Susumu Kudo; Ryuhei Yamaguchi; Mariko Ikeda; Kazuo Tanishita

doi:10.2114/jpa.24.459

Effect of fluid force on vascular cell function

Susumu Kudo^*, Ryuhei Yamaguchi, Mariko Ikeda, Kazuo Tanishita

^*Corresponding author for this work

Research output: Contribution to journal › Article › peer-review

1 Citation (Scopus)

Abstract

Endothelial cells (ECs) that line the inner surface of blood vessels are continuously exposed to fluid frictional force (shear stress) induced by blood flow, and shear stress affects the intracellular calcium ([Ca ²⁺] _i), which initiates cellular responses. Here, we studied the effect of long-term exposure of shear stress on [Ca ²⁺] _i responses in cultured ECs by using a confocal laser microscope and calcium indicator. At the initiation of shear stress of 20dyn/cm ² (0 hr), 27% of the cells exhibited [Ca ²⁺] _i responses. This percentage gradually decreased with increasing exposure time, reaching about 4% after 24 hr of exposure. These data indicate that long-term shear-stress exposure affects [Ca ²⁺] _i responses in cultured ECs. Furthermore, we studied the effect of magnitude of shear stress on macromolecule uptake.
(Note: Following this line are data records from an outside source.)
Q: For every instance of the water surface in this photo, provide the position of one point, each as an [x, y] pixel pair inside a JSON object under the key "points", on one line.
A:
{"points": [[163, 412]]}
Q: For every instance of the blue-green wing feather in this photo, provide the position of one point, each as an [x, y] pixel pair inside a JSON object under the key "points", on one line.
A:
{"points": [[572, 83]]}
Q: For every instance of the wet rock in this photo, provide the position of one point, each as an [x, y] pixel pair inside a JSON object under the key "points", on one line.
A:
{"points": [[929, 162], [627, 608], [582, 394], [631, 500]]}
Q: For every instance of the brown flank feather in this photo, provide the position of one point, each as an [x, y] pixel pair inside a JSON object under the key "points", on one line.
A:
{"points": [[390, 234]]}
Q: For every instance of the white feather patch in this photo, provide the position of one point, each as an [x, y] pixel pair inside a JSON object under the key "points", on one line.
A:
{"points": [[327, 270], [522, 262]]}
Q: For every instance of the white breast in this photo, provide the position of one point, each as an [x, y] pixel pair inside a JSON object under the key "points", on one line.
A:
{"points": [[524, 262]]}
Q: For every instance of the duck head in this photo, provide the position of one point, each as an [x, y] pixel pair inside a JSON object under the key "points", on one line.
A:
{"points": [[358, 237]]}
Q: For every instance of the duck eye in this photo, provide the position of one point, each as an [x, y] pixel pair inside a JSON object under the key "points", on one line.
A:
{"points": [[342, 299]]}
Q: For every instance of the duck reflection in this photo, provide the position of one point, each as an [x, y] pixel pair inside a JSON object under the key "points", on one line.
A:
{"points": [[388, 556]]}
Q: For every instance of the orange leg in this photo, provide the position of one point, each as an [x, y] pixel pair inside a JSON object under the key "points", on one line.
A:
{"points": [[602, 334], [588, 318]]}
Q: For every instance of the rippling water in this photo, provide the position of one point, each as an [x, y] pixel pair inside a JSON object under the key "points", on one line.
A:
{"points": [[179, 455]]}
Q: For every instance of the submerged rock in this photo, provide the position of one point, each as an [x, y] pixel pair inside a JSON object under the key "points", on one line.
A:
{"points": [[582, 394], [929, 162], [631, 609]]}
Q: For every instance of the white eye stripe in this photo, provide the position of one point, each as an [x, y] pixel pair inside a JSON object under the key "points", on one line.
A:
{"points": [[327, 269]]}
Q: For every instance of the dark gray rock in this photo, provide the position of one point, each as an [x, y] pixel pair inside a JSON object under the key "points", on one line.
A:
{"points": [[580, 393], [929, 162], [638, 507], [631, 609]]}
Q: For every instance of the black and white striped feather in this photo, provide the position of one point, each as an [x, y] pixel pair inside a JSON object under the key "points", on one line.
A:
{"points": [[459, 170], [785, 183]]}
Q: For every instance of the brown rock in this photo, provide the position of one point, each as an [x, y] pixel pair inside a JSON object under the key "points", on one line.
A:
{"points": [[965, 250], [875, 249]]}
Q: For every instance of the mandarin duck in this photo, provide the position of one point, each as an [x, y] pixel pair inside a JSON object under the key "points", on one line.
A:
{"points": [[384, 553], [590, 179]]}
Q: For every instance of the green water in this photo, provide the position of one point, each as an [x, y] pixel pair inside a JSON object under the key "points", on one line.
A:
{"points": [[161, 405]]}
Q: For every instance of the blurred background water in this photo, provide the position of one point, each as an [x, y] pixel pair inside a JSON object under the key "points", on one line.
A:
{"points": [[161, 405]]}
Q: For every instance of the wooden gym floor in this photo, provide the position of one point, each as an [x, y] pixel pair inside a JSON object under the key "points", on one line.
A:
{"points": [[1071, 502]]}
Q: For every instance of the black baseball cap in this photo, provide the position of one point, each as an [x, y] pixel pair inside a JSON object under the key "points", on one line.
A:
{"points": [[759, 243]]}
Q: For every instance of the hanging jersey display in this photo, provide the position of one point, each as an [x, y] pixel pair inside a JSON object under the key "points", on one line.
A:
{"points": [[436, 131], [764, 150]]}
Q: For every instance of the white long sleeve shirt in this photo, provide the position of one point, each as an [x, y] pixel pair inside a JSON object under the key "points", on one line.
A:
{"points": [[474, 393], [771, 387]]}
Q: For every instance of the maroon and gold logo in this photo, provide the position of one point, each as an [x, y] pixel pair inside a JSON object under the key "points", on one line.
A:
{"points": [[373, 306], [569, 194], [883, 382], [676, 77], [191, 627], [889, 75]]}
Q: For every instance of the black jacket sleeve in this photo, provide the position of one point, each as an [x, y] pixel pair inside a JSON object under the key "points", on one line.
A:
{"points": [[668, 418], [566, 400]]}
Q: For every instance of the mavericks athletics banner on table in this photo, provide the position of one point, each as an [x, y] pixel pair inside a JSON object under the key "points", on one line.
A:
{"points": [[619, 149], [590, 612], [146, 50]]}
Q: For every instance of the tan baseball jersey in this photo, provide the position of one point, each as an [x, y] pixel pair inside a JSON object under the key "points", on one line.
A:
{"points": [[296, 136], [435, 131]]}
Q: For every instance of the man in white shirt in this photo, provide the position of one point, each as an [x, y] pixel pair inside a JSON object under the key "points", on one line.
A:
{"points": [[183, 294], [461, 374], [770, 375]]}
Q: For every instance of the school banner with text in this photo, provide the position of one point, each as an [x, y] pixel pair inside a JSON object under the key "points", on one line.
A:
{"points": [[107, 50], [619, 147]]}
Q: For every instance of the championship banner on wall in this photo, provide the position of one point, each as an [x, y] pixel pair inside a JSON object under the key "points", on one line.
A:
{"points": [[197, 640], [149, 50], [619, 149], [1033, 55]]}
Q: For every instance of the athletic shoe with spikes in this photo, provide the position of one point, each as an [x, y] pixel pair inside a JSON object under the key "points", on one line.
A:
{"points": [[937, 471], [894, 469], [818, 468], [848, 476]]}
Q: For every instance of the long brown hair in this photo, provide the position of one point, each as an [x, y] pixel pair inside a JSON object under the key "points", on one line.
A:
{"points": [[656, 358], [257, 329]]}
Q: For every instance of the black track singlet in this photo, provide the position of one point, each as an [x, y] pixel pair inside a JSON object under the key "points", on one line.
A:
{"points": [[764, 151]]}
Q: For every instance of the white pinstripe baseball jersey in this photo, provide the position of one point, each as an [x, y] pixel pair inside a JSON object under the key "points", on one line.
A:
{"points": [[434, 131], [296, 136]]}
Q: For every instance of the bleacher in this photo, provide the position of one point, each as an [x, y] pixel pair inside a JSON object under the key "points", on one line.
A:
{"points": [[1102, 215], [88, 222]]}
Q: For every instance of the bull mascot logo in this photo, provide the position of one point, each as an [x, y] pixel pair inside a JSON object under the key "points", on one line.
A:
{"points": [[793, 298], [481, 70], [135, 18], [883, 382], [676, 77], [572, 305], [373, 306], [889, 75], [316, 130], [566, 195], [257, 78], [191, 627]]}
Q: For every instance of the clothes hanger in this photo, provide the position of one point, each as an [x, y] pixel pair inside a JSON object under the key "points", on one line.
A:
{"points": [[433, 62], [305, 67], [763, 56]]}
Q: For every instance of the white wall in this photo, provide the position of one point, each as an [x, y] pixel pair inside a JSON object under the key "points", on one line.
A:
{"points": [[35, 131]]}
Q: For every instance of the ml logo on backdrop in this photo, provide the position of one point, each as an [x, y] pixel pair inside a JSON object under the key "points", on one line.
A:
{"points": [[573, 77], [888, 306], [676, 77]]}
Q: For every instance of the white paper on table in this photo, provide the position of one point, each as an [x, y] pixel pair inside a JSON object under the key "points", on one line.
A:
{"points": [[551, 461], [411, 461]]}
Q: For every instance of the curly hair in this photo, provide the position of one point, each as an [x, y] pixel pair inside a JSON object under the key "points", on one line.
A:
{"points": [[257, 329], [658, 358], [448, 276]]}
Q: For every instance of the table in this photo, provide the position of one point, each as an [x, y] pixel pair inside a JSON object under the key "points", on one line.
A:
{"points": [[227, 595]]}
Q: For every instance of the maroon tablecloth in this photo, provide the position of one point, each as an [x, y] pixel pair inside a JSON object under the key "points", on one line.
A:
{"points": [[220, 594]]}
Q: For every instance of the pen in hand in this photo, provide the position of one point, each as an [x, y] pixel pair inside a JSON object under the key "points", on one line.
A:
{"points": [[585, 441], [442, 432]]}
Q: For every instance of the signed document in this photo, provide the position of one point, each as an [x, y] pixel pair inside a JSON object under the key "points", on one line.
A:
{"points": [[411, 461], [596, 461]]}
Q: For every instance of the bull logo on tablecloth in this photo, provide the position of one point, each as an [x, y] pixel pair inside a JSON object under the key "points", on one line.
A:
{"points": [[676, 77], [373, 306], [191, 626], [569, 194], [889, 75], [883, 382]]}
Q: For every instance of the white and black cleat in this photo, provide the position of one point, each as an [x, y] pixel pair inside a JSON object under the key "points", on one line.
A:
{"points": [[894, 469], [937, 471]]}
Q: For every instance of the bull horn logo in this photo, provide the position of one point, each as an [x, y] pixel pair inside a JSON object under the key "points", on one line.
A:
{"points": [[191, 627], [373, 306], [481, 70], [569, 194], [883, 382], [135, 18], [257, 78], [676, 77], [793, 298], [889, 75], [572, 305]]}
For the low shear-stress, the uptake was enhanced, whereas the uptake was inhibited for higher shear-stress.

Original language	English
Pages (from-to)	459-461
Number of pages	3
Journal	Journal of Physiological Anthropology and Applied Human Science
Volume	24
Issue number	4
DOIs	https://doi.org/10.2114/jpa.24.459
Publication status	Published - 2005 Jul
Externally published	Yes

Keywords

Bio-fluid mechanics
Calciumion
Endothelial cells
Shear flow

ASJC Scopus subject areas

Social Sciences(all)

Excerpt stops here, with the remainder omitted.